[I] [Feature][connector-hive] hive connector support overwrite mode [seatunnel]

via GitHub Tue, 15 Oct 2024 00:52:09 -0700


Adamyuanyuan opened a new issue, #7843:
URL: https://github.com/apache/seatunnel/issues/7843


   ### Search before asking
   
   - [X] I had searched in the 
[feature](https://github.com/apache/seatunnel/issues?q=is%3Aissue+label%3A%22Feature%22)
 and found no similar feature requirement.
   
   
   ### Description
   
   Flag to decide whether to use overwrite mode when inserting data into Hive. 
If set to true, for non-partitioned tables, the existing data in the table will 
be deleted before inserting new data. For partitioned tables, the data in the 
relevant partition will be deleted before inserting new data;
   
   When performing Hive insert operations, the current mode is append, but in 
reality, there may be requirements for overwriting the data, similar to `insert 
overwrite`, or deleting before insertion. There are several implementation 
approaches, such as:
   
   1. **Using Scheduling Workflows**: A temporary solution for data processing 
involves configuring a workflow, dragging a workflow to first delete the 
corresponding table, and then performing the insertion.

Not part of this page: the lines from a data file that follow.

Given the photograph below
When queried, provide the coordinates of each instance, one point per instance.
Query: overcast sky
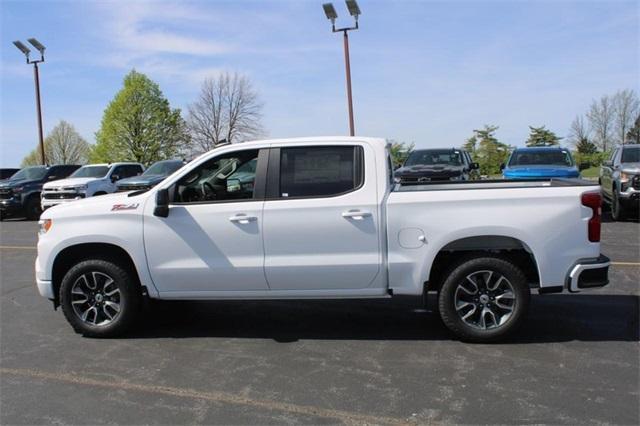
(423, 71)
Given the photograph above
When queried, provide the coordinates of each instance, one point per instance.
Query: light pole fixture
(40, 48)
(332, 15)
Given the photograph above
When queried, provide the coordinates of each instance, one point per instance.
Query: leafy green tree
(139, 125)
(400, 151)
(63, 145)
(541, 136)
(489, 152)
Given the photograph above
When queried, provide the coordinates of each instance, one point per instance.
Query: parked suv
(87, 181)
(426, 165)
(155, 174)
(620, 180)
(20, 194)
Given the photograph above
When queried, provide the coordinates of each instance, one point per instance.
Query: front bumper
(588, 274)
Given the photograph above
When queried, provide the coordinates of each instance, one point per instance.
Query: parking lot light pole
(332, 15)
(36, 76)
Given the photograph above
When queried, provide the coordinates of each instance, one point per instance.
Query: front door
(212, 239)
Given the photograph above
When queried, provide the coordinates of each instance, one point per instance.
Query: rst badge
(118, 207)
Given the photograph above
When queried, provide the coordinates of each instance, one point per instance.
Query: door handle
(355, 214)
(242, 218)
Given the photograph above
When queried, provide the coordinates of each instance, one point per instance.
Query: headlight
(45, 225)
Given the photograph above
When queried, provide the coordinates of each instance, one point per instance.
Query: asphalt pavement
(575, 361)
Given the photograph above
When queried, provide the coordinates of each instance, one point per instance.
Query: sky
(427, 72)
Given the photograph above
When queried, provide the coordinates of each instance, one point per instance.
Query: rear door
(321, 223)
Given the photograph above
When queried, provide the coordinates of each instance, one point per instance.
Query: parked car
(620, 180)
(427, 165)
(7, 173)
(321, 219)
(88, 181)
(20, 194)
(541, 163)
(155, 174)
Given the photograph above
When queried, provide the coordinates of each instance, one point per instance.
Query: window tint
(224, 178)
(319, 171)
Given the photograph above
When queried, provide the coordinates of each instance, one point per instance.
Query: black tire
(452, 317)
(32, 209)
(129, 298)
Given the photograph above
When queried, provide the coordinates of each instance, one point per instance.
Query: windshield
(31, 173)
(631, 155)
(163, 168)
(91, 171)
(433, 157)
(541, 158)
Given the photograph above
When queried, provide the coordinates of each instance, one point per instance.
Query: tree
(541, 136)
(140, 125)
(63, 145)
(400, 151)
(490, 153)
(626, 107)
(228, 109)
(601, 121)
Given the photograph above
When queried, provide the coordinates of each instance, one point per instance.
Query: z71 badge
(118, 207)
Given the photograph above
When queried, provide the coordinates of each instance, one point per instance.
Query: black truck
(20, 194)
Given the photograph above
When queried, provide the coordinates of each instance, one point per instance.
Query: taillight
(593, 200)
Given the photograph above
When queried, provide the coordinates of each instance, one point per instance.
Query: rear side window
(320, 171)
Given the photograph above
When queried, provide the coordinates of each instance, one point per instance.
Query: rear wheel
(99, 298)
(484, 299)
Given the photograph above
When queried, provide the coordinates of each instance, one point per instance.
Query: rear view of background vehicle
(540, 163)
(20, 194)
(87, 181)
(620, 181)
(427, 165)
(155, 174)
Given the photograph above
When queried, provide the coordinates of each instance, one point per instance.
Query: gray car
(620, 181)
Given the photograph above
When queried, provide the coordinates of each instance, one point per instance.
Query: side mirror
(233, 185)
(162, 203)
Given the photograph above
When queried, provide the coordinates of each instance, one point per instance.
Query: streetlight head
(354, 10)
(330, 11)
(24, 49)
(35, 43)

   2. **Upper-Layer Data Integration Products**: Through pipelines or similar 
methods, data is deleted before insertion.

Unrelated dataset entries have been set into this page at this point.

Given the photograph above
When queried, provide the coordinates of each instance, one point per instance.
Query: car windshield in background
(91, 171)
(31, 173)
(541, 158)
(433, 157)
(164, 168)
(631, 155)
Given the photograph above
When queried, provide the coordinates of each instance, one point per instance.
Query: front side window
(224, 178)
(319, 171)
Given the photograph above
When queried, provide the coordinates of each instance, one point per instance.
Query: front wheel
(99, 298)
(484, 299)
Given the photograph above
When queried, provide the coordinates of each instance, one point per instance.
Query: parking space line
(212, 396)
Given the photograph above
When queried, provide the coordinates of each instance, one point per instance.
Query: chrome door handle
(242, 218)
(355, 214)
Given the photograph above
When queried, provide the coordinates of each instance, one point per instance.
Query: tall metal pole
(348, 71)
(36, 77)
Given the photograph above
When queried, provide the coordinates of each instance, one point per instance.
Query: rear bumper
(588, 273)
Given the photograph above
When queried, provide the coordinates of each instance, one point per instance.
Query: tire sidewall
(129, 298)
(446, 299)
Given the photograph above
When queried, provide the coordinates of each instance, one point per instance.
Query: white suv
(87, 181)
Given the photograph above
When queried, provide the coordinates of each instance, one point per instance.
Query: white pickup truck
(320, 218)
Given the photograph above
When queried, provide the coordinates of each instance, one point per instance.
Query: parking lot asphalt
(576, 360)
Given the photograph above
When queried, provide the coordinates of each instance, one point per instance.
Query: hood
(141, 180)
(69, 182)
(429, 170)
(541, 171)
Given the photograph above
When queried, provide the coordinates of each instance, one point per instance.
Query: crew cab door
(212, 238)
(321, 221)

   3. **Native Support for "Overwrite" Mode in Seatunnel**: Currently, 
implementing this feature directly in the Seatunnel core is the most 
convenient. By leveraging Seatunnel's two-phase commit logic, data is first 
written to a temporary directory, then deleted (using `deleteFile(directory)`), 
and finally renamed. This approach ensures better data consistency, with the 
time between deleting and renaming the directory being in milliseconds. It 
leverages existing utility classes, resulting in minimal code changes and 
significantly better performance compared to upper-layer methods.
   
   During the implementation, the logic of Flink's `overwrite` operator was 
referenced.
   
   Simply adding an `overwrite` parameter on the Hive side (defaulting to 
`false`) would suffice.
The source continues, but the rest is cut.